Foilsithe: 13.10.2023

Después de un viaje en autobús que se hizo demasiado largo, finalmente llegué a la región de té más conocida de India y toda la fatiga del viaje desapareció con la vista de los campos de té cubiertos de niebla que se extendían a lo largo de las crestas de las montañas que se podían ver. Me sentía como si estuviera en una historia de los Vedas, donde los sadhus hindúes peregrinan hacia un Brahmán iluminado que se ha establecido aquí. Un lugar que parece estar lleno de calma, cultura y una sabiduría profunda que no se puede documentar.

En el albergue, me reencuentro con la india Shubhangi y Cori. Nos saludamos riendo con muchos abrazos y compartimos lo que habíamos vivido desde nuestra despedida. Pasamos la noche conversando largas horas, jugando al billar de manera aficionada y tratando de aprender a bailar salsa. Disfruté mucho del tiempo con Shubhangi, y así nos sentamos levemente abrazadas en el balcón en un nivel platónico, observando las luces titilantes de los asentamientos lejanos a través de las brumas y hablábamos sobre su próximo matrimonio concertado y sus preocupaciones. Cuando nos despedimos, me dio una postal con palabras increíblemente amables.

La mañana siguiente fue el momento de ir a las plantaciones de té. Así que, con gran anticipación, me dirigí a la casa que me habían indicado como punto de encuentro, cuando me di cuenta al llegar que me quedaría a dormir en casa del propietario de las plantaciones durante los siguientes días. En realidad, me imaginaba quedándome con uno de los trabajadores, no con el adinerado propietario que conducía un Audi. Sin embargo, él fue super amable y me permitió tener esta experiencia. Me llevó en su coche 35 minutos a la plantación y allí organizó uno o dos asuntos más. Luego me dirigí con ligereza nerviosa hacia una india de unos 60 años, que me llamó con su amplia sonrisa y su ropa marcada con manchas de tierra.

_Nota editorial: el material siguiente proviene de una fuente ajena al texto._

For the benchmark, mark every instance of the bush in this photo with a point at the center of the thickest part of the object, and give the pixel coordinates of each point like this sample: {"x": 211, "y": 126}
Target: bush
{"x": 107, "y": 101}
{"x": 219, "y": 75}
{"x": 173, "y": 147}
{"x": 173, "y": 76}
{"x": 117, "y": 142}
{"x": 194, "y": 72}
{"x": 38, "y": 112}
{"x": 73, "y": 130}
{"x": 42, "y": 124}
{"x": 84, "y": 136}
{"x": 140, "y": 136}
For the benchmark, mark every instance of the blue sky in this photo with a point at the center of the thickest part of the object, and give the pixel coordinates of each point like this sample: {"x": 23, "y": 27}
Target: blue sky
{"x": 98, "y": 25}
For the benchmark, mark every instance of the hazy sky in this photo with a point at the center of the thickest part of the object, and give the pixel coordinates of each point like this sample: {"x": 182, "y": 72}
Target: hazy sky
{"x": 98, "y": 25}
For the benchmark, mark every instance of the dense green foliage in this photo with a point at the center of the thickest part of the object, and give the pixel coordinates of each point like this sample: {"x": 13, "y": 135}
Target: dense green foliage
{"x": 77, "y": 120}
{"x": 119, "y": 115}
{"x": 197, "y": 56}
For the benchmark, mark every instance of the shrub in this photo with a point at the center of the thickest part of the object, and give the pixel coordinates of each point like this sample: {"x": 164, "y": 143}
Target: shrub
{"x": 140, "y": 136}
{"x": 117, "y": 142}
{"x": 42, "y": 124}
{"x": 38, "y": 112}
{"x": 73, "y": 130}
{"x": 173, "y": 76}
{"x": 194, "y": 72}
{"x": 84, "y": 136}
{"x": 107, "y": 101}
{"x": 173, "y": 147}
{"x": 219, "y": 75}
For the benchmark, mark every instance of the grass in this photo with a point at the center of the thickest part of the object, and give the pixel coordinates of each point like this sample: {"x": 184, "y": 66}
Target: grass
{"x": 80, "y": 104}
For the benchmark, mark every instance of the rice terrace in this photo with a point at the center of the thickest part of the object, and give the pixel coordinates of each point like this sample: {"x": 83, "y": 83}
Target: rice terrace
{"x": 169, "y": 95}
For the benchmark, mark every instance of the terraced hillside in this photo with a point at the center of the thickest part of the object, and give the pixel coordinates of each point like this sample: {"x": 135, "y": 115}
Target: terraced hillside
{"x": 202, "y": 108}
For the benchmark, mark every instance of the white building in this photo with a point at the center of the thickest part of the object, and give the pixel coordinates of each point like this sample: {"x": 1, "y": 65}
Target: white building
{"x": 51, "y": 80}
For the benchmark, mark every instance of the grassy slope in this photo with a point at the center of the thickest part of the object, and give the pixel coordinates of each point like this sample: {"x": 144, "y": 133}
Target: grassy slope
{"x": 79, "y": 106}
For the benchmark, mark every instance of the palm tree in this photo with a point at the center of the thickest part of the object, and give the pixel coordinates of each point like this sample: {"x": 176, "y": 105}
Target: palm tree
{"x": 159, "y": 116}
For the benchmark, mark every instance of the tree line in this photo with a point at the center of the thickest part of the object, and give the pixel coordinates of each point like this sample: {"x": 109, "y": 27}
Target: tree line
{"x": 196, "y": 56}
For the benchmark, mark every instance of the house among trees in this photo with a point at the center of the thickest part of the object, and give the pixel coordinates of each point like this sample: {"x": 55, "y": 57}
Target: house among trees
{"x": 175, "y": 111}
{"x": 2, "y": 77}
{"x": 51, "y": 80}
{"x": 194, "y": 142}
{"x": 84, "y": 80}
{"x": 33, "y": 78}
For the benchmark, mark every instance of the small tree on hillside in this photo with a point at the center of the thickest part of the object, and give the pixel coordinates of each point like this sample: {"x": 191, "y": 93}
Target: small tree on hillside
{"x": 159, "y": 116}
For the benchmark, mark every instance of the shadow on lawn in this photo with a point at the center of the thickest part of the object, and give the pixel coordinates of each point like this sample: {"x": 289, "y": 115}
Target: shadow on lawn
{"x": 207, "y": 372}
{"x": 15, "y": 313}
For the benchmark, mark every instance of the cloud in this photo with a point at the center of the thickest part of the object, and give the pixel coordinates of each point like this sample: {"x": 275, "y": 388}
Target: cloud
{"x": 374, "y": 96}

Junto a ella había otras cinco mujeres de entre 60 y 75 años y rápidamente me di cuenta de que la mujer que me recibía, con sus escasos 10 vocablos en inglés, era la que tenía el vocabulario más amplio, y cada vez me sentía más feliz. Me di cuenta de que a partir de ahora, durante tres días, toda comunicación se llevaría a cabo mediante gestos, mímicas y sonidos, y eso podría ser exactamente la experiencia que había estado buscando. Me sentí muy cómoda con las sonrientes mujeres que hablaban y reían en tamil sobre mí. La mujer que me dio la bienvenida me explicó cómo se trabaja aquí y qué hacer. Pronto comprendí que el trabajo era todo menos complicado, y tuve la sensación de que tras medio día podría realizar una gran parte de las tareas por mi cuenta. Sin embargo, la gran diferencia estaba en la cantidad de trabajo. Mientras me movía como una tortuga torpe entre los arbustos de té, las mujeres se movían con una velocidad que me hizo sospechar que de algún modo estaban emparentadas con Usain Bolt.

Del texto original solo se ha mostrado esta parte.